Spain’s energy lobby calls for higher proposed return on grid investment

MADRID (Reuters) -A proposal by Spain’s competition watchdog CNMC to raise the guaranteed return on investments in power grids to 6.46% is not enough to stop Spain losing much-needed capital to other countries, power utilities lobby Aelec warned on Friday.

A massive blackout that hit Spain and Portugal on April 28 reignited a debate about investment needs in the country’s power networks and the return on such investments.

Power companies invest in grids in exchange for a stable return, which in Spain is currently set at 5.58%, with consumers ultimately paying that guaranteed rate through their electricity bills.

Aelec said the guaranteed return on investments for electricity distribution should be around 7.5%, a level in line with the rates being applied in other countries.

“We run the risk of capital flight and investment being attracted away from Spain to other European Union countries, thereby jeopardising the implementation of investments for the energy transition,” Marta Castro, Aelec’s head of regulation, told reporters.

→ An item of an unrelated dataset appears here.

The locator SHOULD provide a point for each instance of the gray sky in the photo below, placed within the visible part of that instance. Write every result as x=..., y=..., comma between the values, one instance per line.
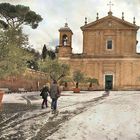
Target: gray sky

The new remuneration will cover the 2026-2031 period. The CNMC proposal is open to feedback until August 4.

Spain’s grid operator REE, owned by Redeia, manages the trunk grid, and carries out investments envisaged in government plans.

Power companies including Iberdrola and Endesa control and invest in local distribution grids, which take electricity to the final customers.

Energy giants like Iberdrola and Enel have increased their focus in recent years on expanding and upgrading power grids while taking a more selective approach to renewable energy projects.